Mme la présidente Cécile Untermaier. Vous êtes à la limite du budget participatif et de la démocratie directe et c'est vrai qu'il y a des expériences très intéressantes dans ce domaine. Nous n’avons pas eu de réponse sur le coût d’un budget participatif. L'un d’entre vous peut-il nous donner quelques éléments ?

Mme Sylvie Baste-Deshayes. Nous avons fait le choix d'utiliser une plateforme mutualisée pour réduire précisément les coûts de l’outil numérique et bénéficier en prime des expériences des autres villes sur la mise en place de fonctionnalités. Il existe aujourd’hui des solutions qui ne sont pas trop onéreuses et qui rendent le processus transparent, puisque l’outil articule toutes les phases, intègre les acteurs en interface directe, mais aussi les services en back office - il est de ce fait très difficile de modifier un projet, les changements se voient. Nous avons dépensé 30 000 euros environ dans cette plateforme.
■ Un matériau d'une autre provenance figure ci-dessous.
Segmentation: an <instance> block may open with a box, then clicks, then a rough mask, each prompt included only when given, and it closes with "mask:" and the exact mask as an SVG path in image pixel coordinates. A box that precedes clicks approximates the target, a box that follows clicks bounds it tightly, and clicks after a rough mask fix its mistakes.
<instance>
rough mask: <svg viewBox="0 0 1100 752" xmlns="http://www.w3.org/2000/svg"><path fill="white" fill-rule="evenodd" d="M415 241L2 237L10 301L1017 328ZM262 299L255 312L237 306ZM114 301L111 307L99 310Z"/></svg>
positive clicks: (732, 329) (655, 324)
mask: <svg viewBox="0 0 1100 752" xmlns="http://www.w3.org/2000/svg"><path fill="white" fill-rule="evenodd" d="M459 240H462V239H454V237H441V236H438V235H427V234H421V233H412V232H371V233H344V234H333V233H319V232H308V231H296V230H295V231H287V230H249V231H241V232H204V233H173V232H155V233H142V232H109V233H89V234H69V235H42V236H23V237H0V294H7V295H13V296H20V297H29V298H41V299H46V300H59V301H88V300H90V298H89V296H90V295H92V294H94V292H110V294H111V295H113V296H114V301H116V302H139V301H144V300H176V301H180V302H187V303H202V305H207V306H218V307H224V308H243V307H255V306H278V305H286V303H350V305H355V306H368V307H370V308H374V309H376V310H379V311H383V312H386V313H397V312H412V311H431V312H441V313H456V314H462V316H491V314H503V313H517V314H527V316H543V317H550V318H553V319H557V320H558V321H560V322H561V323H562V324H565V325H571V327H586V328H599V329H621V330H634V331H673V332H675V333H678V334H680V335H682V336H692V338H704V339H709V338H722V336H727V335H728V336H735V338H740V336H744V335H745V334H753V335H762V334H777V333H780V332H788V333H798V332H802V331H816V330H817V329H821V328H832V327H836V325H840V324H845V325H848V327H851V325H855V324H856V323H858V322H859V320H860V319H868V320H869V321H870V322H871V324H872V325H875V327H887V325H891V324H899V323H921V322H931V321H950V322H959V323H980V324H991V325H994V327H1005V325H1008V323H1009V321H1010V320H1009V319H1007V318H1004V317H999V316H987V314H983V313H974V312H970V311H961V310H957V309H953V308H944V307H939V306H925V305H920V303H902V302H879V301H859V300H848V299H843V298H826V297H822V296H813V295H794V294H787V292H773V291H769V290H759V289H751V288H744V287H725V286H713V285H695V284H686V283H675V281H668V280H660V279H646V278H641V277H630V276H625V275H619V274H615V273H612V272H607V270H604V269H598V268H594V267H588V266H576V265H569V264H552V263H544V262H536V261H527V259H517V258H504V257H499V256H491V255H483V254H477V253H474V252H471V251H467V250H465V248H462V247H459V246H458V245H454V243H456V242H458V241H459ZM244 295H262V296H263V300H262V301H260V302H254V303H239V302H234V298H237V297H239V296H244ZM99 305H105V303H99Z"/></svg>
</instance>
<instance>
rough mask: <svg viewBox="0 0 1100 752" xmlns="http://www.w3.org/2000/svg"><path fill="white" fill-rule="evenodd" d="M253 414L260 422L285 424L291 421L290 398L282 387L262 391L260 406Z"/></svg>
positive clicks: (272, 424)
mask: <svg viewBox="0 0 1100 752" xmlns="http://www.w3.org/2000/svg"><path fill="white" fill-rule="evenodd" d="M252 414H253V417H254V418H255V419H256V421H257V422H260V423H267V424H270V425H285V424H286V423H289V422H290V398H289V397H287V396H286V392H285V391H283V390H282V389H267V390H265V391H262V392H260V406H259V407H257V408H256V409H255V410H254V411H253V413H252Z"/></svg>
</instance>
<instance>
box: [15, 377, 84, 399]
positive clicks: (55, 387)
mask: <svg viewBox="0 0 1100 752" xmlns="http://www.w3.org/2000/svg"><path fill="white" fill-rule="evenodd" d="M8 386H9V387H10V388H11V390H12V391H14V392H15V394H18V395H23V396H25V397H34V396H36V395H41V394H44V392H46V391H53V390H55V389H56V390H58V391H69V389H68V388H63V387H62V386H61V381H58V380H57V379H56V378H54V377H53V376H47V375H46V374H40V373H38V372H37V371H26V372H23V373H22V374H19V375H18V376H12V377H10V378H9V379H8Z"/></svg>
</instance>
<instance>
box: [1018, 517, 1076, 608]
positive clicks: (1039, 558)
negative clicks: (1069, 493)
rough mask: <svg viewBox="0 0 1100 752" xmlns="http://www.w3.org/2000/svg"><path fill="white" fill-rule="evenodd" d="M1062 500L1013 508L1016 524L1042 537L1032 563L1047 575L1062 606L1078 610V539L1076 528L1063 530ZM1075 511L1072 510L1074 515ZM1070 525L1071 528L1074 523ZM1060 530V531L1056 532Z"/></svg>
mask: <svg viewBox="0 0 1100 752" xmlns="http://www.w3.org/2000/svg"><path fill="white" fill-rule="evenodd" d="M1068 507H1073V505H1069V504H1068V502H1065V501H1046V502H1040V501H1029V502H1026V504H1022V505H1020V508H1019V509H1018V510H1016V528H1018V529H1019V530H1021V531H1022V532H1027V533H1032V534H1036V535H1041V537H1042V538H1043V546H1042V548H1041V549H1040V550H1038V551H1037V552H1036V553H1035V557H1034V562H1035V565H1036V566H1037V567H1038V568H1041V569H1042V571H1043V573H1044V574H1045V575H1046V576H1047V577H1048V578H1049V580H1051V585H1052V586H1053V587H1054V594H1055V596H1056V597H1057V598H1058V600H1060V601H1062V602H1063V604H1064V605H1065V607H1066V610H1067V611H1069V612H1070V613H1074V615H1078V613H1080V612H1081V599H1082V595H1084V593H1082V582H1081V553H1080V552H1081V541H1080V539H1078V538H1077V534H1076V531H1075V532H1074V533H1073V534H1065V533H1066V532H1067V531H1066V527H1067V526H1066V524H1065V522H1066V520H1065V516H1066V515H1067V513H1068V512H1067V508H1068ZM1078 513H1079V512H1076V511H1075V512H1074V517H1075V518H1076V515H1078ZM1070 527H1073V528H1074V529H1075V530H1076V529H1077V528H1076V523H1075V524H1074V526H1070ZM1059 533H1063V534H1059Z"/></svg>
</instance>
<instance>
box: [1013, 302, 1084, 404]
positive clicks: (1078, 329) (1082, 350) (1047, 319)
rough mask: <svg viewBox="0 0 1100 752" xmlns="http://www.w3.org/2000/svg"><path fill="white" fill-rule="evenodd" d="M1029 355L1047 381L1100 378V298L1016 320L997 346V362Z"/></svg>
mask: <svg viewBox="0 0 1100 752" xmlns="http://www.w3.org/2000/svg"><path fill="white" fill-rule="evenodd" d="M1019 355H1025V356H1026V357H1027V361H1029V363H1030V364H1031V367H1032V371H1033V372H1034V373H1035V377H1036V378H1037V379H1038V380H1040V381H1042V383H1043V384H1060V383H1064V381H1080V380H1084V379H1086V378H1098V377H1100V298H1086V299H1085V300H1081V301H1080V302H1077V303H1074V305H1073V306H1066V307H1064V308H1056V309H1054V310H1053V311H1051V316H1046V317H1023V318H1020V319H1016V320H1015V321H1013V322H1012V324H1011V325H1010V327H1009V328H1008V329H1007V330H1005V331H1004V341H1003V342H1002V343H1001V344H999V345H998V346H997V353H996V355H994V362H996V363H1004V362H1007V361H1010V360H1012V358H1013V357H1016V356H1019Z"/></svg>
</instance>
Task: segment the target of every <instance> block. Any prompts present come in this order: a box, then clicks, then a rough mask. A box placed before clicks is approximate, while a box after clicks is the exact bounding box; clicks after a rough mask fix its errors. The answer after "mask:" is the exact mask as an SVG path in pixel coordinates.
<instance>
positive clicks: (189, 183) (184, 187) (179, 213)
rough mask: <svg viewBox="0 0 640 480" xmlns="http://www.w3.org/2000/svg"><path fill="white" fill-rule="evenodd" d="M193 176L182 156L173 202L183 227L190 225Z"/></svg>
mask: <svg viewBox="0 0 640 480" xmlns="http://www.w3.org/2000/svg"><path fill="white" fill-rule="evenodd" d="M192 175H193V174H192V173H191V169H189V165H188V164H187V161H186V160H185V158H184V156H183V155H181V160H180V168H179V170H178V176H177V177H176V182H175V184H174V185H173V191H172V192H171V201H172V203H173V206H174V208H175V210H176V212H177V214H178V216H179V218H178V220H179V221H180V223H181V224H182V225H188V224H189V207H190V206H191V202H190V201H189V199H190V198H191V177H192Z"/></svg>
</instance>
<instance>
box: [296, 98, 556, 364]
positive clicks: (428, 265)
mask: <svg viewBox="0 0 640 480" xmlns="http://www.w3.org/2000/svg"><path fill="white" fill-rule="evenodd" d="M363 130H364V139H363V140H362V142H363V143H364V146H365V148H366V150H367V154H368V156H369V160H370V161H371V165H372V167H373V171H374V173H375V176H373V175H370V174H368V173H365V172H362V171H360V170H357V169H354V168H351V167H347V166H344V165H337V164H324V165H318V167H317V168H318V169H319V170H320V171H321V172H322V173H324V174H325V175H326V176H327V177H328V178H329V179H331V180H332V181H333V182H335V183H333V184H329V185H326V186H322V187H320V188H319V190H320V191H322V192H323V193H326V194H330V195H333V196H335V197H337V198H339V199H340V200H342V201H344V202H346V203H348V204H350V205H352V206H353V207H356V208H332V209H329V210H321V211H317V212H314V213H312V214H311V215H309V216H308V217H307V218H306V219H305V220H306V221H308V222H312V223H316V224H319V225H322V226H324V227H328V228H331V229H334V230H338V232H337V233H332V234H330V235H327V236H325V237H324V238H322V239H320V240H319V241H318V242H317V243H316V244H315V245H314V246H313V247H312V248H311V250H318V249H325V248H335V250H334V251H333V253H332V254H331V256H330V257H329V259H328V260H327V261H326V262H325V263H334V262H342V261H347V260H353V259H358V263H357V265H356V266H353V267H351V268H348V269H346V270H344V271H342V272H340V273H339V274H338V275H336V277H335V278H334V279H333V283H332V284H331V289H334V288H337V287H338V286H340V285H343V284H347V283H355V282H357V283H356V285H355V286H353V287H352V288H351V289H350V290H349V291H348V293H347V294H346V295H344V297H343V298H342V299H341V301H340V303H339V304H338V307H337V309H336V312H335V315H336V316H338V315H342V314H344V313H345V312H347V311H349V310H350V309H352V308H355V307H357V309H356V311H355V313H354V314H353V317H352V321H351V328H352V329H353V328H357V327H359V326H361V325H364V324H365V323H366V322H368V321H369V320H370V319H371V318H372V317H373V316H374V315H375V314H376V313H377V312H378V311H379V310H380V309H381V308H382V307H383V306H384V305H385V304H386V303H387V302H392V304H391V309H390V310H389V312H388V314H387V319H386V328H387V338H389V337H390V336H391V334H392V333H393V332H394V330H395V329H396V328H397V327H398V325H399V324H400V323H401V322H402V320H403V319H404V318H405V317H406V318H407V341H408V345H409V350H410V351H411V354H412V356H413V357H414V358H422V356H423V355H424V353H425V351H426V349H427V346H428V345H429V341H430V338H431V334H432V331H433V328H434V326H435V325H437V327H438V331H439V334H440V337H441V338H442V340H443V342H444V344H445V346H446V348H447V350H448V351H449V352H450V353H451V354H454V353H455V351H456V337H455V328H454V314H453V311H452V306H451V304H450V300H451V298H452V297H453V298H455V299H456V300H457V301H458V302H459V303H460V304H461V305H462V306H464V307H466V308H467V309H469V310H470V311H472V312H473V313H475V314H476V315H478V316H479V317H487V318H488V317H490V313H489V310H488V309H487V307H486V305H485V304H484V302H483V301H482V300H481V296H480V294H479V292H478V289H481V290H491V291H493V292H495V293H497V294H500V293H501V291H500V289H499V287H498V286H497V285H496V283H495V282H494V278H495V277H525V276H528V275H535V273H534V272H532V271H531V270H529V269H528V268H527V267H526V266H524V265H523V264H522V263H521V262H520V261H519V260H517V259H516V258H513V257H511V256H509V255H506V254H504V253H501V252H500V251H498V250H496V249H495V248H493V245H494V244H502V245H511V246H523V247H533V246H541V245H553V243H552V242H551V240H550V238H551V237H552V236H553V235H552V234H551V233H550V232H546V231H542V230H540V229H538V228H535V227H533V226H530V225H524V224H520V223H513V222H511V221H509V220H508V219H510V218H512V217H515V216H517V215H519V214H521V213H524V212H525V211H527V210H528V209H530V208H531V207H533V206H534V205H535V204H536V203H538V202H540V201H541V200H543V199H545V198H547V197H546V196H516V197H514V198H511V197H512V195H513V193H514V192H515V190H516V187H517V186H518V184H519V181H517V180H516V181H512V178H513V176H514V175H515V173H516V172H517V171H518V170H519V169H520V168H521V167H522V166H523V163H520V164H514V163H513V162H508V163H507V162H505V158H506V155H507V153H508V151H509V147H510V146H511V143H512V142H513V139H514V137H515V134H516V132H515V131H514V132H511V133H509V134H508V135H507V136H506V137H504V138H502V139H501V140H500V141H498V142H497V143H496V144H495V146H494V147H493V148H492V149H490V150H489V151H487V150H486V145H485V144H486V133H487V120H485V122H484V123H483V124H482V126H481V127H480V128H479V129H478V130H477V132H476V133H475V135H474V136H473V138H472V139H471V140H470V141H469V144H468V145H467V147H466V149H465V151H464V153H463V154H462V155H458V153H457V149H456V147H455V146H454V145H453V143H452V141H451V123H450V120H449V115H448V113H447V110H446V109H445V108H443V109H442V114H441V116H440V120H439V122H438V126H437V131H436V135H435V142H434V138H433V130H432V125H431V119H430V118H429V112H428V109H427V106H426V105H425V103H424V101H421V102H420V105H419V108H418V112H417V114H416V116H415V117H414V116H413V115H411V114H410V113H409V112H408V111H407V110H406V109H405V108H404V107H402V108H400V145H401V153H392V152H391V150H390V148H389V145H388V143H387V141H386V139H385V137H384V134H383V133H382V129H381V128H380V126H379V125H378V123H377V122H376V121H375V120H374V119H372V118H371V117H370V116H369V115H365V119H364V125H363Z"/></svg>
Mme Marie Colou. Madame la rapporteure, le budget participatif permet d’informer les citoyens sur le processus budgétaire et la composition du budget d'une collectivité. J'imagine qu’il en irait de même pour le budget de l'État. Il faut informer les participants de la façon dont leurs décisions seront traduites budgétairement, donc leur faire savoir, lors du vote du budget primitif, le coût d’un investissement public et ce que cela représente par rapport à la masse totale des investissements. Le budget participatif nous amène à communiquer sur les masses budgétaires, la composition du budget, ainsi que sur le calendrier budgétaire, avec la mise en oeuvre des politiques publiques. C’est une démarche consubstantielle à celle du budget participatif.

M. Antoine Bézard. Sur la question de la sécurisation du vote, je me demande pourquoi on n’utiliserait pas France Connect. Même si l’on n’est pas citoyen français, on peut se connecter si l’on paye des impôts en France. Je ne suis pas spécialiste mais je pense que l’un des problèmes tient à l’identification de la personne.

Mme Paula Forteza, rapporteure. Ce sont justement des pistes que nous allons explorer. L’identité numérique pourrait constituer le thème de notre prochaine réunion, tant il est vrai que c’est un élément clé pour ces nouvelles plateformes de consultation. Il s’agit de s’assurer qu’elles ne puissent pas être manipulées par des lobbies ou des associations qui, en croyant bien faire, et en étant plus professionnalisées que les citoyens lambda, arrivent à mettre en avant leurs propositions.

Mme la présidente Cécile Untermaier. Il y a là, pour le législateur, matière à travailler et à jeter les les bases d'un système sûr.

M. Antoine Bézard. Pour terminer sur la question des coûts, il faut ajouter au coût de la plateforme, qui varie selon les prestataires et la taille de la commune, ceux de la communication. Il est assez difficile de mesurer ces coûts : ils dépendent bien sûr de la taille de la commune et sont répartis entre les différents services.

La séance est levée à dix heures cinq.